Meghan:                We just, we just slash it from their schedule. So there’s massive trepidation, and then we usually increase their rates by 30%, because we create some innovative ways for people to access them. But we do that because everyone gets caught in this model where they’re working in their business and they have no foreseeable way to start working on their business and they start doing it at night once the kids are down and it’s like 8 o’clock in the evening and they’re exhausted and they maybe poured a glass of wine and then their like, ‘I’m going to work on my business?’ You’re not, like, you’re not gonna work on your business, you’re gonna look at one email and you’re gonna go to bed.

Christine:              Yes.

Meghan:                So we just take an entire day off their, off their schedule. And I remember the first time I did that for myself, I tripled my income within the next quarter.

Christine:              That’s crazy.

Meghan:                I just honed in on my, on my, on my strategies and I blew through that myth that I need to see more people to make more money because that has a ceiling and you can’t burst through it. So, yep. So take people out of work.
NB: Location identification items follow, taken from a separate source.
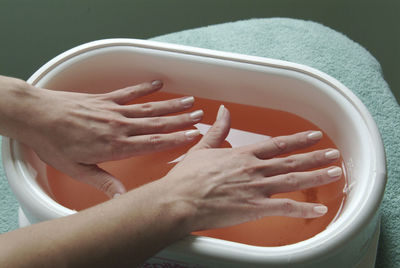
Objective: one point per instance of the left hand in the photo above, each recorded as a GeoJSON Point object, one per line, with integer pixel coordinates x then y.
{"type": "Point", "coordinates": [75, 131]}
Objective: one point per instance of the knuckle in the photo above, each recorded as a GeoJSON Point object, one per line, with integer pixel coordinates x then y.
{"type": "Point", "coordinates": [291, 181]}
{"type": "Point", "coordinates": [288, 207]}
{"type": "Point", "coordinates": [155, 141]}
{"type": "Point", "coordinates": [319, 179]}
{"type": "Point", "coordinates": [147, 109]}
{"type": "Point", "coordinates": [157, 123]}
{"type": "Point", "coordinates": [291, 163]}
{"type": "Point", "coordinates": [278, 143]}
{"type": "Point", "coordinates": [318, 157]}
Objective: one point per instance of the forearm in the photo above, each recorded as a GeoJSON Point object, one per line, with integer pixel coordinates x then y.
{"type": "Point", "coordinates": [122, 232]}
{"type": "Point", "coordinates": [17, 107]}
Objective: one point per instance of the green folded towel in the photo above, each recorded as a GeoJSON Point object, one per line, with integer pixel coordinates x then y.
{"type": "Point", "coordinates": [311, 44]}
{"type": "Point", "coordinates": [315, 45]}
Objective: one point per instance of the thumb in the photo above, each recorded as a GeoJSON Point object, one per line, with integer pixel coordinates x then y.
{"type": "Point", "coordinates": [101, 179]}
{"type": "Point", "coordinates": [217, 133]}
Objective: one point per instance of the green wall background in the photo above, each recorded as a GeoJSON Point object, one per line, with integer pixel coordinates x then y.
{"type": "Point", "coordinates": [33, 32]}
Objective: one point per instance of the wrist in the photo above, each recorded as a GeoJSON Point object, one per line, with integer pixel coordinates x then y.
{"type": "Point", "coordinates": [18, 108]}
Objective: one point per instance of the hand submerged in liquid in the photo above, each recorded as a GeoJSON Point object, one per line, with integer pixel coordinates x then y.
{"type": "Point", "coordinates": [73, 132]}
{"type": "Point", "coordinates": [220, 187]}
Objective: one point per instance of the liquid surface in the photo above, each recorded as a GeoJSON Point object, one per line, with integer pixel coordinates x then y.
{"type": "Point", "coordinates": [269, 231]}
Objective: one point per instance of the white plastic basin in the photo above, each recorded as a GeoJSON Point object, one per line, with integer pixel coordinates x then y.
{"type": "Point", "coordinates": [111, 64]}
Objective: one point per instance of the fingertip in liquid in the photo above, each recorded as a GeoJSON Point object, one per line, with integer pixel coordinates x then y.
{"type": "Point", "coordinates": [320, 210]}
{"type": "Point", "coordinates": [315, 135]}
{"type": "Point", "coordinates": [191, 134]}
{"type": "Point", "coordinates": [156, 83]}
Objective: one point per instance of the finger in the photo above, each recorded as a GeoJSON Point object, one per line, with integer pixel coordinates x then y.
{"type": "Point", "coordinates": [142, 126]}
{"type": "Point", "coordinates": [284, 144]}
{"type": "Point", "coordinates": [291, 208]}
{"type": "Point", "coordinates": [143, 144]}
{"type": "Point", "coordinates": [124, 95]}
{"type": "Point", "coordinates": [301, 180]}
{"type": "Point", "coordinates": [300, 162]}
{"type": "Point", "coordinates": [217, 133]}
{"type": "Point", "coordinates": [151, 109]}
{"type": "Point", "coordinates": [101, 179]}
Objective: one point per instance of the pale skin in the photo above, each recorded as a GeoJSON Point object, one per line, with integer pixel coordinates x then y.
{"type": "Point", "coordinates": [211, 187]}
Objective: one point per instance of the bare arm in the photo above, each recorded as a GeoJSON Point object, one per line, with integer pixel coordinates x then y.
{"type": "Point", "coordinates": [75, 131]}
{"type": "Point", "coordinates": [209, 188]}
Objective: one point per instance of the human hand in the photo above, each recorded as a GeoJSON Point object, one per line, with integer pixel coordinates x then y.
{"type": "Point", "coordinates": [75, 131]}
{"type": "Point", "coordinates": [219, 187]}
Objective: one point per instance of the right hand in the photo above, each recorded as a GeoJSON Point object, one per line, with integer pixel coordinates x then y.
{"type": "Point", "coordinates": [220, 187]}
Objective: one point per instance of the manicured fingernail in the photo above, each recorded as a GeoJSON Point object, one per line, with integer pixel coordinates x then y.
{"type": "Point", "coordinates": [187, 102]}
{"type": "Point", "coordinates": [320, 209]}
{"type": "Point", "coordinates": [156, 83]}
{"type": "Point", "coordinates": [191, 134]}
{"type": "Point", "coordinates": [315, 135]}
{"type": "Point", "coordinates": [196, 115]}
{"type": "Point", "coordinates": [332, 154]}
{"type": "Point", "coordinates": [221, 112]}
{"type": "Point", "coordinates": [334, 172]}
Christine:              So when you say ‘innovative,’ like for me, innovative is obviously something new or something that has existed, but in a new way, what would be one of the techniques that you would say it’s actually not brand new, but we just do it in an in a way that hasn’t been done before? So what would be one thing that you can see in practitioners eyes when you tell them go like, ‘oh,’ you know, like this ‘ting,’ mind blown.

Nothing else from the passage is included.